Creating a measurable plan :
Each track in SDLC was deliberated and we almost forced ourselves to put metrics on the vectors like so:

Tracks in SDLC

This results in honest conversations on current states and measurable movements thereof.

Learnings from past mistakes:
This aspect is quite fundamental to udaan and I highly recommend this regardless of what stage of the maturity curve an organisation is at. Being the pioneers in e-B2B commerce, udaan did not necessarily always have a playbook to follow but often times had to create one. Thus, mistakes would have been made and that was completely ok, but it was extremely important to learn from them and innovate.
Not only is udaan diligent about RCAs, the RCAs at udaan are guiltless. Focus is on the incident and not the individual. There is analysis around “how did this issue escape the current guardrails?” and “what can we do to avoid this in the future ?“
This brings valuable insights that go into creating some of the most effective tools and processes in house. Most action items from the RCAs at udaan make their way into one of the tracks of SDLC described above. This means continuous systemic improvements that avoids similar mistakes without the need to rely heavily on processes.

Caring about engineering experience:

udaan encourages curiosity, questioning everything and critical thinking

Fellow engineers regularly talk to each other specifically around technology, advancements thereof, our tech stack , and do not hesitate to provide feedback in case they feel something is not working, regardless of who they are talking to (or at least that is what I would like to believe) . Any problem that looks like a recurring pattern is a fair candidate to be systemised.
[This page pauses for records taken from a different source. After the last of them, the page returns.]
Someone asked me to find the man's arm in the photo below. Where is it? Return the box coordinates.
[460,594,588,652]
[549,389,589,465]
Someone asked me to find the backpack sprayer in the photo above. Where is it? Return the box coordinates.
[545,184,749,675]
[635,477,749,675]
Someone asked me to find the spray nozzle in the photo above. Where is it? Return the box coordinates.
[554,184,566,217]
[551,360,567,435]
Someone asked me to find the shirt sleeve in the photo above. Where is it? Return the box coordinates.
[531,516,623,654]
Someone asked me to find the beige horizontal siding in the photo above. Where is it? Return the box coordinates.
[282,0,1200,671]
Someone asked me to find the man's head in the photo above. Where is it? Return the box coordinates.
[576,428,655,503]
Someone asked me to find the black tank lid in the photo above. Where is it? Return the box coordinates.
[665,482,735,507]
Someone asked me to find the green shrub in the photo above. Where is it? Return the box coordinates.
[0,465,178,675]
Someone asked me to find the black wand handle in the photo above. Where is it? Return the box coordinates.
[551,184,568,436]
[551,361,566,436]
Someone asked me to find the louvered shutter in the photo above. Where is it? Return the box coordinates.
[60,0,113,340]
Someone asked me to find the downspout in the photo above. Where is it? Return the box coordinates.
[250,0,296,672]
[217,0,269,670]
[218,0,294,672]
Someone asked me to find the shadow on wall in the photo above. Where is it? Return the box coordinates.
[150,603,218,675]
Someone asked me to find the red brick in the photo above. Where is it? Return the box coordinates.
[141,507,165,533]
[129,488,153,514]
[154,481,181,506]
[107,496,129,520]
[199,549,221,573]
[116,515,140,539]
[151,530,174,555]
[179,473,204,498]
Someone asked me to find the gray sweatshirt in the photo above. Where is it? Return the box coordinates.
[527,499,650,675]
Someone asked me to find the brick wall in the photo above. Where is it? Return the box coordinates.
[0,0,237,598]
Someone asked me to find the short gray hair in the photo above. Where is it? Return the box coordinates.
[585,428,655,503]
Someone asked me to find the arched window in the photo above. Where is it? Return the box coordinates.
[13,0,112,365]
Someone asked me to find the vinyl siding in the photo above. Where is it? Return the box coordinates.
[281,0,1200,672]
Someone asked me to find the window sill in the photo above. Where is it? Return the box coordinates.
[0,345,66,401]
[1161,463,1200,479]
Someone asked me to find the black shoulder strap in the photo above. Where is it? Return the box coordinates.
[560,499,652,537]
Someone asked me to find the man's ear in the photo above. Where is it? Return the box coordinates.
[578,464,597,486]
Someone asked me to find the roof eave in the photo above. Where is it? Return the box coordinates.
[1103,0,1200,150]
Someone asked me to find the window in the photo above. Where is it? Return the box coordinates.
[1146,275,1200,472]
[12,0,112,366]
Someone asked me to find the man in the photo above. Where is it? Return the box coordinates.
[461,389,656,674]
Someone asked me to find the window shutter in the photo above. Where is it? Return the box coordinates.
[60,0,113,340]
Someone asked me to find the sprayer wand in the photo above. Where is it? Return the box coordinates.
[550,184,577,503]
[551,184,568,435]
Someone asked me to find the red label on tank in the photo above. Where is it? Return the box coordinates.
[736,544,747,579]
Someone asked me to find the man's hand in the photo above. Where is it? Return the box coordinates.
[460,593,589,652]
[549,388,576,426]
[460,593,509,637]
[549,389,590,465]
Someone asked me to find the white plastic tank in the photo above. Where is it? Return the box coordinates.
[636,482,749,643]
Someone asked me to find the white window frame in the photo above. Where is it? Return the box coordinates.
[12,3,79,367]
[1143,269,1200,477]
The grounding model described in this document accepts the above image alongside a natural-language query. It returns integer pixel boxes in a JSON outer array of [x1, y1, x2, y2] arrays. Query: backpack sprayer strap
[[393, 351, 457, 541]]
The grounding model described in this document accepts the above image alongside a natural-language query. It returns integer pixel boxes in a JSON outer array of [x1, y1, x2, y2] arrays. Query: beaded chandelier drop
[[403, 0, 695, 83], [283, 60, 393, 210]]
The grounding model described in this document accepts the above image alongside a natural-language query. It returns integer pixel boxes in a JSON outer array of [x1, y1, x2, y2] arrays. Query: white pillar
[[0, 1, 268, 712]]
Also, the culture of surveys and feedback are passionately nurtured. Every tool that gets developed inhouse goes through both qualitative as well as quantitative feedback to measure its effectiveness. Sometimes, the feedback can be brutal, but it leads to honest conversations around what is working, what is not, which then further leads to creating frameworks that promotes efficiency, creativity and productivity.
Also, there are no artificial walls. Any engineer can contribute to the SDLC tech stack. Engineers see a problem, there is a good chance they will build a tool to solve it, and it will go right into the SDLC stack for others to use. There are several special interest groups inside the organisation — for eg special interest groups on SQL, redis, cosmos to name a few. Many cool tools have emerged out of these groups.

SDLC stack maturity at udaan

What’s next?

Tech at udaan is foss first when it comes to consumption.
Likewise, I feel that the tech team may have produced useful artefacts that can be leveraged by the larger community and so we have started open sourcing some of what we produced. snorql is one such eg., which has already started seeing contributions coming in from the community. Several other tools are in the works towards being open sourced.

That said, there are still unexplored areas that lie ahead to transform the landscape, towards building intuitive software applications. Especially so, when it comes to replicating real production behaviour, complete with its fair share of jitters, network partitions and varied handheld device responses based on their configurations. Last but not least, there is the largely uncharted, hallowed ground of self healing mechanisms that we will soon explore.